Cette suite n’est pas « sympathique », on décroche parfois, mais Lars Von Trier, continue à dresser un portrait au vitriol d’une Amérique fantasmée. On retrouve donc les personnages dans l’exact prolongement de la fin de Dogville, Bryce Dallas Howard remplace donc ici Nicole Kidman, Lars Von Trier a découvert cette fille de Ron Howard dans « Le village » de Night M Shyamalan ce qui ne semble pas anodin… Force est de constater que l’on est très peu gêné par ce remplacement, de même pour James Caan, Willem Dafoe reprennant le flambeau, en caïd patriarche. Ils font route vers le Sud profond, et aboutissent chez Mam – Lauren Bacall dans un rôle différent que dans « Dogville » – qui dirige une riche propriété cotonnière, « Manderlay ». Mais la petite communauté noire présente continue à vivre en 1933, comme du temps de l’esclavagisme, 70 ans après ! La voix de John Hurt qui est à nouveau le récitant, est le fil conducteur de cette œuvre.

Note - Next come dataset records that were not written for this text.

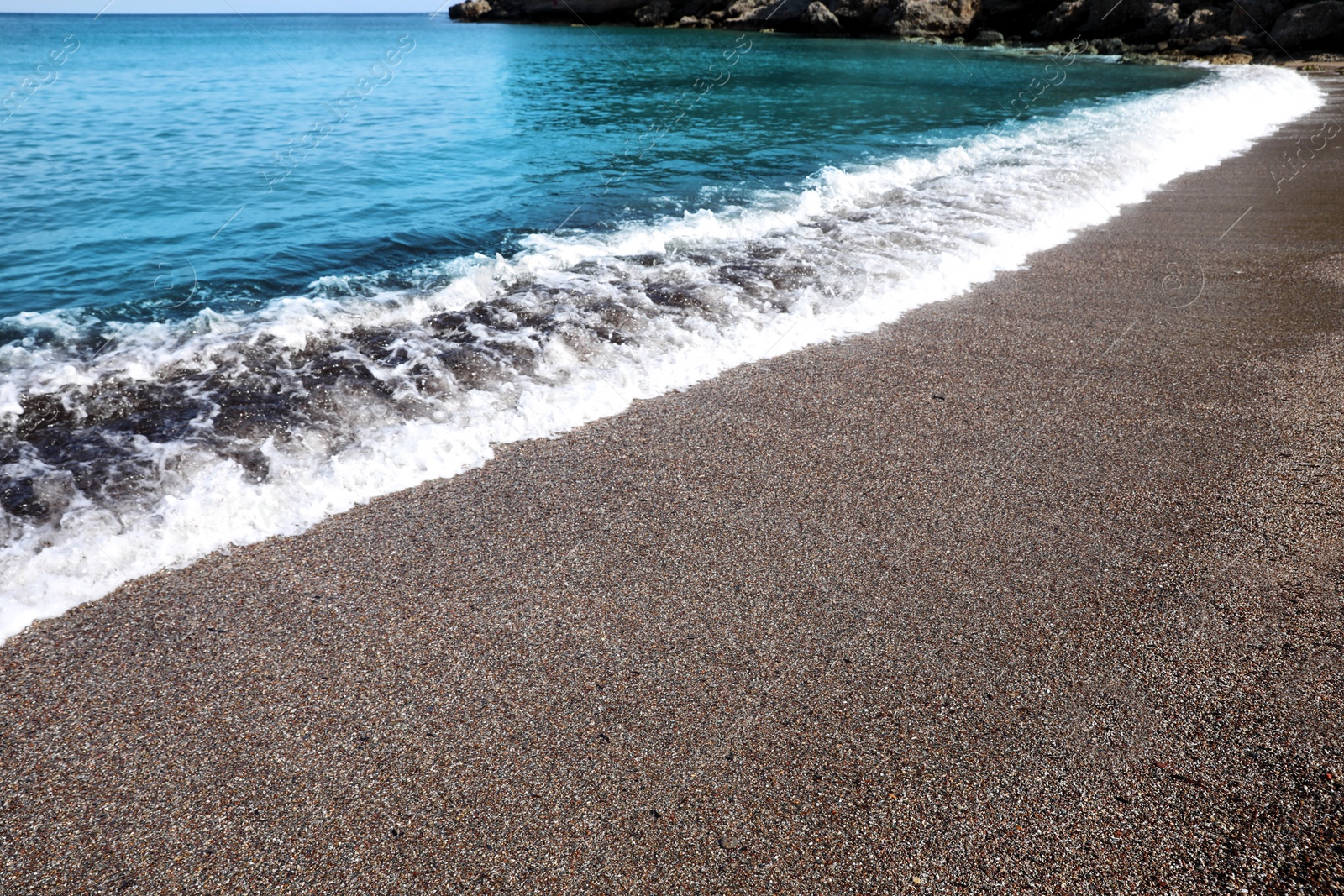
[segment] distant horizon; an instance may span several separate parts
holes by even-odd
[[[266,15],[430,15],[448,12],[442,0],[409,0],[407,9],[378,8],[368,0],[9,0],[0,15],[62,16],[266,16]],[[187,7],[187,8],[183,8]]]

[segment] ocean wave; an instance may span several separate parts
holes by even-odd
[[[796,193],[188,320],[0,321],[0,638],[640,398],[870,332],[1316,107],[1219,70]],[[395,283],[396,289],[387,289]],[[413,283],[406,287],[405,283]]]

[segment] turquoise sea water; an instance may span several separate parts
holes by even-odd
[[[5,89],[78,47],[0,124],[0,316],[181,317],[323,275],[508,254],[562,224],[720,208],[1012,118],[1044,67],[960,47],[444,16],[3,16],[0,32]],[[1200,77],[1067,74],[1017,109]]]
[[[0,16],[0,638],[871,330],[1320,101],[1243,67]]]

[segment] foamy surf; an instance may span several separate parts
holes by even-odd
[[[27,316],[0,349],[0,637],[228,544],[301,532],[742,363],[1020,266],[1322,102],[1219,70],[798,193],[448,262],[446,286],[185,324]]]

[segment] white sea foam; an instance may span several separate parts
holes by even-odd
[[[341,286],[247,314],[207,312],[187,325],[105,326],[114,348],[97,356],[70,349],[79,320],[30,316],[27,328],[54,339],[0,349],[0,420],[11,431],[24,396],[70,404],[108,383],[129,390],[169,382],[175,371],[246,373],[255,352],[284,361],[316,344],[359,363],[362,349],[343,340],[371,329],[395,334],[401,353],[364,365],[386,400],[364,403],[333,388],[325,398],[339,407],[340,426],[258,437],[251,447],[265,458],[263,477],[200,442],[134,434],[124,447],[153,488],[129,498],[71,488],[69,473],[31,453],[15,461],[11,480],[31,473],[39,497],[60,512],[5,519],[0,638],[132,578],[300,532],[379,494],[478,466],[493,445],[556,435],[746,361],[872,330],[1020,266],[1321,101],[1312,83],[1284,70],[1218,70],[1188,87],[970,138],[933,157],[828,168],[800,193],[761,196],[751,208],[614,234],[535,235],[512,259],[452,262],[456,279],[435,292],[329,297],[348,292]],[[675,297],[660,300],[667,290]],[[444,365],[442,343],[425,321],[500,297],[547,325],[462,324],[505,373],[473,387]],[[632,337],[594,339],[606,326],[602,314],[625,321]],[[526,369],[509,367],[511,340],[535,349]],[[296,400],[310,391],[293,388]]]

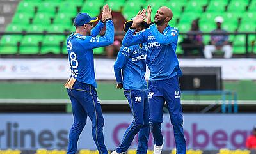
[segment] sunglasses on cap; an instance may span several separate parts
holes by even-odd
[[[93,26],[93,22],[89,22],[88,23],[85,24],[88,24],[88,25],[90,25],[92,26]]]

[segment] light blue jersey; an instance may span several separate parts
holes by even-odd
[[[182,75],[175,54],[179,35],[177,28],[168,26],[161,33],[156,25],[152,24],[135,35],[134,33],[134,29],[129,29],[122,44],[129,47],[147,43],[150,80],[164,80]]]
[[[122,46],[114,65],[115,75],[118,83],[123,83],[125,89],[147,89],[145,79],[147,47],[135,45]],[[123,79],[121,75],[121,70]]]
[[[114,26],[108,20],[104,36],[98,36],[104,24],[100,21],[91,31],[90,36],[72,34],[67,40],[67,50],[71,69],[71,77],[80,82],[97,88],[92,49],[108,46],[114,40]]]

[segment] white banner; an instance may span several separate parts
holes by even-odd
[[[227,80],[256,79],[255,59],[179,59],[181,67],[221,67]],[[115,59],[95,59],[96,79],[115,80]],[[67,79],[70,68],[66,59],[0,59],[0,79]],[[149,77],[147,70],[146,79]]]
[[[118,145],[132,121],[131,114],[104,114],[104,142],[109,150]],[[256,114],[184,114],[184,128],[187,148],[214,150],[245,148]],[[0,114],[0,149],[66,149],[71,114]],[[168,114],[162,125],[164,150],[175,148]],[[136,149],[138,136],[130,148]],[[148,148],[153,148],[150,134]],[[96,149],[92,136],[92,123],[87,123],[79,140],[78,148]]]

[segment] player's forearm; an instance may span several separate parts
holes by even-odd
[[[104,36],[106,37],[108,43],[109,43],[109,45],[109,45],[114,42],[115,35],[114,24],[111,19],[109,20],[107,19],[106,26],[106,29]]]
[[[96,37],[99,34],[101,29],[102,29],[104,26],[104,24],[103,24],[101,21],[99,21],[95,27],[92,29],[91,36],[93,37]]]
[[[172,43],[177,41],[178,40],[178,32],[177,31],[176,32],[172,31],[167,34],[163,35],[158,31],[157,28],[154,24],[150,25],[150,26],[149,26],[149,29],[151,31],[151,33],[155,37],[156,40],[162,45]]]

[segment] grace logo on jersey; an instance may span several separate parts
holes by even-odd
[[[139,56],[132,58],[132,61],[140,61],[141,59],[146,59],[146,58],[147,58],[147,54],[141,54],[141,55],[140,55]]]
[[[148,48],[157,47],[160,47],[160,46],[161,46],[161,45],[159,44],[159,43],[158,43],[158,42],[148,43]]]
[[[141,96],[136,96],[135,98],[135,103],[140,103],[141,102]]]
[[[154,94],[154,92],[149,92],[148,93],[148,98],[152,98],[153,97],[153,95]]]
[[[70,40],[68,41],[68,45],[67,46],[67,47],[68,47],[68,48],[70,48],[70,49],[72,49],[72,43],[71,43],[71,41],[70,41]]]
[[[180,92],[178,90],[175,91],[175,96],[174,96],[174,98],[180,98]]]

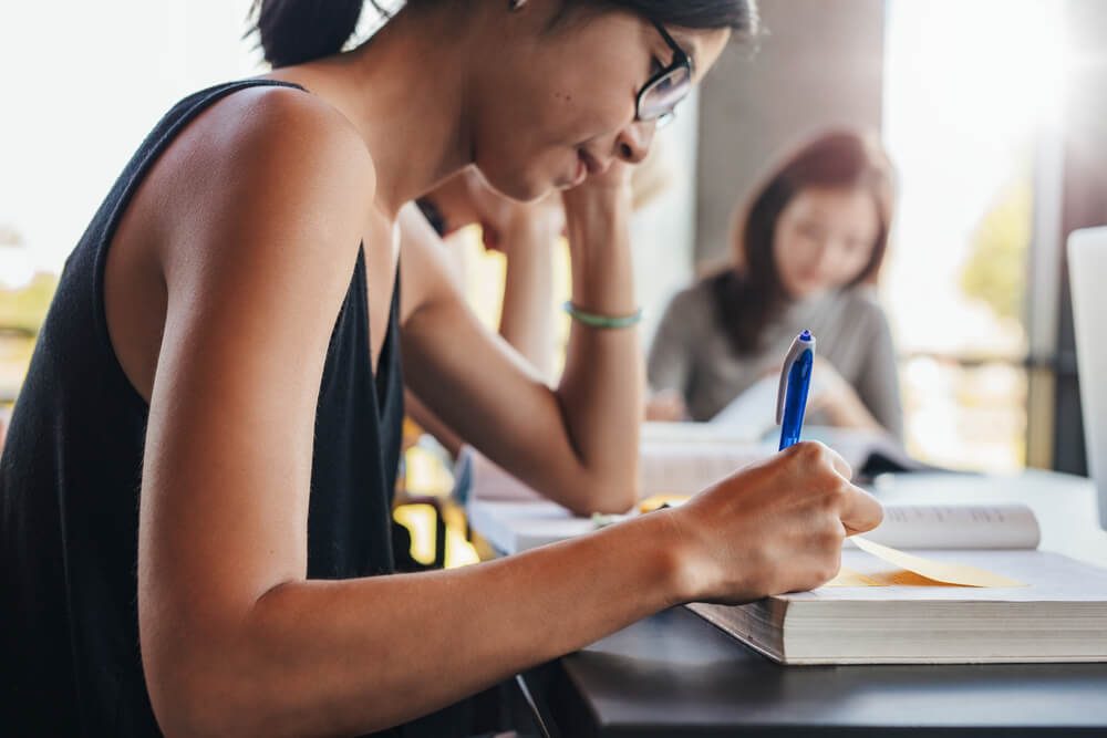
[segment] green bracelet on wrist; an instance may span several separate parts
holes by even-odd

Grace choisit de s’installer dans ce lieu presque fossilisé, où l’on fouette les mauvais sujets, comme Timothy – Isaach de Bankolé admirable -, impétueux esclave. Grace décide avec beaucoup d’émotivité et de naïveté avec l’aide des hommes de main de son père d’y installer la démocratie, mais comme le déclare le sage Wilhem – étonnant Danny Glover – « ´A Manderlay, nous, les esclaves, nous dînons à sept heures. A quelle heure les gens mangent-ils quand ils sont libres ? ».

La jeunesse de la jeune actrice donne un nouvel éclairage au personnage de Grace, son immaturité aidant à comprendre les contradictions du personnage. C’est donc une nouvelle fable comme le dit si bien, avec son talent habituel,  Pierrot, dont il convient de lire son excellente analyse. Le film est habile, conceptuel, mais parfois assez ambiguë, à l’image du « livre de Mam » qui détermine les sujets de la propriété comme des stéréotypes prévisibles au possible, ce qui est assez gênant. On comprend donc la réserve initiale de Danny Glover : « ‘Je n’ai pas été réceptif. Quand je lis un script, j’essaie de m’imaginer dans le rôle du personnage et j’essaie aussi d’évaluer la réaction des spectateurs, particulièrement dans une histoire qui aborde avec une telle force la question de l’esclavage et de ses conséquences, avec des personnages très stéréotypés. Donc, j’ai tout d’abord refusé. Après avoir annoncé ça à Vibeke Windeløv, j’ai relu le scénario, parce que je voulais être sûr que je n’avais rien raté, mais j’ai ressenti à peu près la même chose. Pourtant, mes réserves ne concernaient pas tellement le côté provocateur du scénario, qui est réel. Mon problème, c’était qu’il était raconté exclusivement du point de vue d’un blanc et que les images étaient très fortes vues sous cet angle. Mais je n’arrêtais pas de penser à l’histoire, elle ne me lâchait pas; alors, au bout d’un moment, j’ai accepté le rôle. » (extrait du dossier de presse). Il est vrai que si souvent l’on se demande où veut-il en venir, il sollicite du moins notre réflexion car il malmène le politiquement correct…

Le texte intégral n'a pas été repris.